Remove extra logging receivers and add addtional labels to cloud ops … #212

Closed abbas1902 closed 3 days ago

abbas1902 commented 1 week ago

The main changes:

A. Labels added that contain the cluster name and (vm) hostname in each log. They start as placeholders in the cloud ops configuration but will be update at boot time by setup.py

B. The logging path added to the logging structure (as another label) the overall log names are generalized, since there’s no longer a need to have 6-7 different logNames it was shortened only 3, one for slurm daemons (which will be called slurm_daemon) and another for everything else slurm (thinking of putting this under the umbrella of just slurm to match legacy) and a third for the setup logs.

This allows the use of commands that can be filtered to hostname or cluster level with ease.

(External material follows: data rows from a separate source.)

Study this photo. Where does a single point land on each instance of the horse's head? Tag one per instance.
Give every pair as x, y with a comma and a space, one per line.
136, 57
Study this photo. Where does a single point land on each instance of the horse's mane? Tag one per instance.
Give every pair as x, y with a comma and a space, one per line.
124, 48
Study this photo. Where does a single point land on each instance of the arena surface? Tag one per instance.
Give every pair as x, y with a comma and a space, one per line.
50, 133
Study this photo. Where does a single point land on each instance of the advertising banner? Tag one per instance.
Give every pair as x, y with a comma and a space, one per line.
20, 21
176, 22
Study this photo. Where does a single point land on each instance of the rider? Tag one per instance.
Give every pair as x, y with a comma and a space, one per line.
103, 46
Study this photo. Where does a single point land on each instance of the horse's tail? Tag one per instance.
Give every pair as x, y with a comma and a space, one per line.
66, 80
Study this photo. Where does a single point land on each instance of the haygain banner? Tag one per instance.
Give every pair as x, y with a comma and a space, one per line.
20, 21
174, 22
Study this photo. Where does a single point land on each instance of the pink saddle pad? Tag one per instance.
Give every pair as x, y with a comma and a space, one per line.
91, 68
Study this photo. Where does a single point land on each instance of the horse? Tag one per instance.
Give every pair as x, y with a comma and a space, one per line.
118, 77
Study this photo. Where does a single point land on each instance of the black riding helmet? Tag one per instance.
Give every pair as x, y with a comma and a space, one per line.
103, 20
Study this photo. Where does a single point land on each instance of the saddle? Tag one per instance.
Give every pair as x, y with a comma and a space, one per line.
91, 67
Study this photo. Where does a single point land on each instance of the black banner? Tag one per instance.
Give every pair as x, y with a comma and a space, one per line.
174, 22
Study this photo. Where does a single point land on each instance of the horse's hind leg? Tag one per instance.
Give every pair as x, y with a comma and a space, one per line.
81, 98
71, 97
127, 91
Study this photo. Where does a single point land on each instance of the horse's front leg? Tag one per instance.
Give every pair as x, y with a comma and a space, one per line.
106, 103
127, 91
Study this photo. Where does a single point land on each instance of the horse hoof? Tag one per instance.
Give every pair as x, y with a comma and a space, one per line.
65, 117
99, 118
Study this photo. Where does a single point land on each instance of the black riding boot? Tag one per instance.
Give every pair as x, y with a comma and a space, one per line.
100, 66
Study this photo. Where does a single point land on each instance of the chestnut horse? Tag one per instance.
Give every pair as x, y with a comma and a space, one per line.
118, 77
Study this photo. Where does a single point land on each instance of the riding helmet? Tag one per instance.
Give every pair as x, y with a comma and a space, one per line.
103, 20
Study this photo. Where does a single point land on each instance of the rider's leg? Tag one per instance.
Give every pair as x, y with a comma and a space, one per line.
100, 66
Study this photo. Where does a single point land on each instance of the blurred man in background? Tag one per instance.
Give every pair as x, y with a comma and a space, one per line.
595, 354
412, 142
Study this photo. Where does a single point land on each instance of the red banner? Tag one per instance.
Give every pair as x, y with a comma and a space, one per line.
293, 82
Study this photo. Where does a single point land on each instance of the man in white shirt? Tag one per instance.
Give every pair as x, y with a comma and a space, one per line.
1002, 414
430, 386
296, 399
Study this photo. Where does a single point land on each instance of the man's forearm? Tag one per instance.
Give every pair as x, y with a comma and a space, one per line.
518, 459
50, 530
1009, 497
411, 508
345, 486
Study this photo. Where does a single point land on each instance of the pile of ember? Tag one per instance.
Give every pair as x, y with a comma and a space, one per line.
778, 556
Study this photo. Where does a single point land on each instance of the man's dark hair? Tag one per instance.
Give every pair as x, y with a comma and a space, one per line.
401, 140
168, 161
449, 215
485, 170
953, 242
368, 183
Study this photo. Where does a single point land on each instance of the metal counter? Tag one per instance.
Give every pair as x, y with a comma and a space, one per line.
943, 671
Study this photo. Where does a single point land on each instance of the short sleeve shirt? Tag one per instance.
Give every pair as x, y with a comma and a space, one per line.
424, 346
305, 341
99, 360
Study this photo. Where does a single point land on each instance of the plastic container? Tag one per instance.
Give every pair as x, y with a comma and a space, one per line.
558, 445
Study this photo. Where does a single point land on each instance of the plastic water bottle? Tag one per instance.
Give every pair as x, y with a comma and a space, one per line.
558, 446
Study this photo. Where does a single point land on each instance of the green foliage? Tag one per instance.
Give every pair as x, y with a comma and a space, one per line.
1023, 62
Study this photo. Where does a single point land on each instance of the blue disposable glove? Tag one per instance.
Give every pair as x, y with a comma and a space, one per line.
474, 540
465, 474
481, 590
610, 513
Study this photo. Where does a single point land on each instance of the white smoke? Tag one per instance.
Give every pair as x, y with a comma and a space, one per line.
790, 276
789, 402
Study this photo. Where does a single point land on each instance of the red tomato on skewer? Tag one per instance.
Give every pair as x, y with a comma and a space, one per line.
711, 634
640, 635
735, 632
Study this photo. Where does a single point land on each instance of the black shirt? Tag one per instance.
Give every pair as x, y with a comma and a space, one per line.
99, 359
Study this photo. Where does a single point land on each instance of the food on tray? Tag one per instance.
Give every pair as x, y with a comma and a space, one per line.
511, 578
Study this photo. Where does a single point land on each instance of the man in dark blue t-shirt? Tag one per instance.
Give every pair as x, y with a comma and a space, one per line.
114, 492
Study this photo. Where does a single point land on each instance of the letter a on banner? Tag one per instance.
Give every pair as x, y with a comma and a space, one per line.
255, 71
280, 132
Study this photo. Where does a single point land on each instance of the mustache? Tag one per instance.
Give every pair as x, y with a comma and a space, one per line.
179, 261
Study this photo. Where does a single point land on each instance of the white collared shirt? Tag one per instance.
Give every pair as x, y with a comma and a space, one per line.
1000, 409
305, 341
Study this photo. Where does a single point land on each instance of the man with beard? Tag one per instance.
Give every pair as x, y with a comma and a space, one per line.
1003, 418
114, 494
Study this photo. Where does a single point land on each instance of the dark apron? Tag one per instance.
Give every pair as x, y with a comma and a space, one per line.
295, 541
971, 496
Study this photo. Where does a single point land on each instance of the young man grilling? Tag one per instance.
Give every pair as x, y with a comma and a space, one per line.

How was this tested? Deployed a VM instance and added the code change to the cluster directly. a. Ensured code does not run if user does not have cloud-ops-agent running as a service

Manually changed the cloud-ops configuration to reflect proposed changes. b. Verify configuration is valid and placeholders show as expected

Run a script changes as a single python function. c. Verify the function edits the configuration and restarts as expected, with updated label values

As seen above testing was by enlarge manual, the script changes can only be added along with the configuration changes.